Types of myeloid leukaemia

There are several subtypes of myeloid leukaemia. They all affect your blood cell levels, but different types cause different symptoms and respond to treatment in different ways[2].

Doctors identify which subtype you have by examining cancerous cells under a microscope. They also look for changes in your chromosomes and mutations in certain genes[2].

The main subtypes include[2]:

  • Myeloid leukaemia: Cancer in cells that produce neutrophils, a type of white blood cell. Most people with AML have this subtype.
  • Acute monocytic leukaemia (AML-M5): Cancer in cells that produce monocytes, another type of white blood cell.
  • Acute megakaryocytic leukaemia (AMLK): Cancer in cells that produce red blood cells or platelets.
  • Acute promyelocytic leukaemia (APL): Cancer in promyelocytes (immature white blood cells) that prevents these cells from developing properly.

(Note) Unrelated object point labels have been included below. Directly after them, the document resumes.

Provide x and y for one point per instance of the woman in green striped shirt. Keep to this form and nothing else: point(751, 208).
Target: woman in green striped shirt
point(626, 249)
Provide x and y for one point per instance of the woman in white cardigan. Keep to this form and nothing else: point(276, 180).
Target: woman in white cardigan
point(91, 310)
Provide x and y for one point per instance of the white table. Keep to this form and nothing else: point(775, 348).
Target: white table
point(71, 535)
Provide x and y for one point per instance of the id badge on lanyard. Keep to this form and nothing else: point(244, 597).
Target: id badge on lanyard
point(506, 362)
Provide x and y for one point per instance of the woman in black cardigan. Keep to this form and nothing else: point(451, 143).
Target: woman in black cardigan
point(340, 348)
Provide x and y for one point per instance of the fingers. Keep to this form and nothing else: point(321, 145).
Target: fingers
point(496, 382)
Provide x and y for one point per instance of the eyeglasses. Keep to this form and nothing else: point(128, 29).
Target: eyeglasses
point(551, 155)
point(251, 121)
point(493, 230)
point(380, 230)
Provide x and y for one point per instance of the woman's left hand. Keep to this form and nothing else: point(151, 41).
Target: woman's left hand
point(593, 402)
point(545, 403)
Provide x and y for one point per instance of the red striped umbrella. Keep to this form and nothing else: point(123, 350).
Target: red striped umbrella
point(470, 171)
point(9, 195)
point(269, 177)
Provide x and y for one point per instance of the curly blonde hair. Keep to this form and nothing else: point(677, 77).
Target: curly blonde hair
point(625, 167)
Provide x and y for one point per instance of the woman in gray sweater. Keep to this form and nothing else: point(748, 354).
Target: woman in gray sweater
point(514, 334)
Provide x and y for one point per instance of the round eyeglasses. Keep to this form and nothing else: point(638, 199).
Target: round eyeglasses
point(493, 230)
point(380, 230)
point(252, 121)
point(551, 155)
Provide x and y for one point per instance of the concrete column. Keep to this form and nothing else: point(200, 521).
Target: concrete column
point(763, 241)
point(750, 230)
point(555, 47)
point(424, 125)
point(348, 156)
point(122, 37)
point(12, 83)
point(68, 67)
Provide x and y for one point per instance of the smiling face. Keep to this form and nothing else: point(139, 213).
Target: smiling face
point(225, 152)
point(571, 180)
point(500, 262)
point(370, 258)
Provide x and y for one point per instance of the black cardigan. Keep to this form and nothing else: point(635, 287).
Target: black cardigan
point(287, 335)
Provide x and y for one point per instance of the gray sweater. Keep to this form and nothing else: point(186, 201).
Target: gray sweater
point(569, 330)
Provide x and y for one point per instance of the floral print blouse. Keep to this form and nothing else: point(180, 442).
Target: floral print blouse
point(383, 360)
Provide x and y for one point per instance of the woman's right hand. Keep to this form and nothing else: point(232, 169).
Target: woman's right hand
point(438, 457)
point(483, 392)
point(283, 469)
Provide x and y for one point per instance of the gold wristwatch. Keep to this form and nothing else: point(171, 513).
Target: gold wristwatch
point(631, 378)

Most AML subtypes are categorized based on how developed the cancer cells are at the time of diagnosis, and how different they are from normal cells[6].

Who is affected by this disease?

Acute myeloid leukaemia is a rare type of cancer. In the UK, around 3,100 people are diagnosed with it each year[9]. In the United States, it affects about 4 in 100,000 adults annually, with approximately 1,160 children receiving an AML diagnosis each year[2].

AML is the most common type of acute leukaemia in adults[4]. It typically affects people age 60 and older, but it can also affect younger adults and children[2]. The risk of developing AML increases with age, and it is most common in people over 75[9].

What causes myeloid leukaemia?

Doctors aren’t sure exactly what causes acute myeloid leukaemia. In most cases, there is no identifiable cause[4]. What they do know is that the condition happens when certain genes or chromosomes mutate (change), creating abnormal blood cells[2].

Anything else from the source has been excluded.